Leslie Potter, one of the scc's exhibitions and education co-ordinators, suggests that defining craft is no longer necessary. "Fine art and fine craft have been crossing boundaries and converging for so long now, it only places limitations where we don't need them."(FN5) While there is still a latent theme of craft as specific handmade object-based media without overt political content, there is also a growing recognition of craft as an evolutionary field, one which encompasses techne.
In 1996, Lee McKay was one of the first print-makers to be included in the scc's annual Dimensions exhibition. McKay is known for his refined woodcut reduction technique, as well as collographs and etchings; however, his real interest lies in colour. His woodcuts commonly use eight to twelve colours, and are often printed on delicate rice paper -- an especially difficult ground due to the paper stretching during impressions, making registration difficult. Lately he has begun to experiment with transparent inks and varnishes, an approach that developed from his experience in graphic design and offset printing. A visit to McKay's studio reveals a continuous flow of ideas from the sketchbook to the computer to the woodblock. Mckay's own take on craft, on techne, seems to lie in the very practice of art, where ideas grow from hard work and discipline; a far cry from contemporary conceptual art and its approach of "applied philosophy."
If we return to Heidegger and accept techne as neither the product nor the process but rather as a mode of knowing, of uncovering truth, we may conclude that art is intended for reflection rather than consumption; that it is a process of thinking that extends from intention to interpretation.
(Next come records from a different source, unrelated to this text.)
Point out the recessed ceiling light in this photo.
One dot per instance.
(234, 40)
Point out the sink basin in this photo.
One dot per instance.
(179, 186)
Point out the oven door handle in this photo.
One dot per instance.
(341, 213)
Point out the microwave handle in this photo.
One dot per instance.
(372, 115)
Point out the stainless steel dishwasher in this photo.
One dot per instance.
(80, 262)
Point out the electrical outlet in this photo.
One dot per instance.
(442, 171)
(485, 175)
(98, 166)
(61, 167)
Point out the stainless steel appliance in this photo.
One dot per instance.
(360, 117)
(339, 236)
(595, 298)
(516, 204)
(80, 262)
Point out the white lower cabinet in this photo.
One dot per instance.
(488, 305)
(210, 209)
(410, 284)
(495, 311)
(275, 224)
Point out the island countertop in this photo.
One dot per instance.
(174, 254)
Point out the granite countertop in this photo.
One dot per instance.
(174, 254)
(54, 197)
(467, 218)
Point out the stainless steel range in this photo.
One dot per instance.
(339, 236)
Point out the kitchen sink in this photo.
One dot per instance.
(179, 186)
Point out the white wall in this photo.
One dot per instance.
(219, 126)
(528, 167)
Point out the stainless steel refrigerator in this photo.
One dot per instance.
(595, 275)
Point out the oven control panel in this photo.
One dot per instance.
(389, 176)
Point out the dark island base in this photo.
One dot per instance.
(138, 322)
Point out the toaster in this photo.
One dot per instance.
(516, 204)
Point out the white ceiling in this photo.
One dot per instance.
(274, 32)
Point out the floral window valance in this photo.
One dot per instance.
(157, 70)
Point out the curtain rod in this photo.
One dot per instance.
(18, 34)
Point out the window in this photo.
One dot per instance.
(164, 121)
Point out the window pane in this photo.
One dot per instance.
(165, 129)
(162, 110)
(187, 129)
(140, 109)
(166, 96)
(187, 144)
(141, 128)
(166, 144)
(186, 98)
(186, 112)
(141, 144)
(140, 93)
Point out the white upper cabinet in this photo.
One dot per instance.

Hegel, who foreshadowed both Benjamin and Heidegger, saw this clearly: "The work of art has not such a naive self-centered being, but is essentially a question, an address to the responsive heart, an appeal to affections and to minds."(FN6) What better definition can there be of political currency, of meaning in art?
Misa Nikolic is a Vancouver artist.
Lee McKay's prints will be Featured at the Saskatchewan Craft Council Gallery in Saskatoon, June 24 - August 14, 2005.
Luminate - 1, reduction woodcut, 29×40 cm, Lee McKay, 2004 photo courtesy of the artist
1. Martin Heidegger, "The Origin of the Work of Art" in Poetry, Language, Thought, New York: Harper Colophon Books, 1971, p. 59.
2. Walter Benjamin, "The Work of Art in the Age of Mechanical Reproduction" in Illuminations, New York: Shocken, 1968, p. 221.
3. Ibid., p. 224.
4. Interview with Leslie Potter, September 2004.
6. Georg Wilhelm Friedrich Hegel, Introductory Lectures on Aesthetics, New York: Penguin, 1993, p. 78.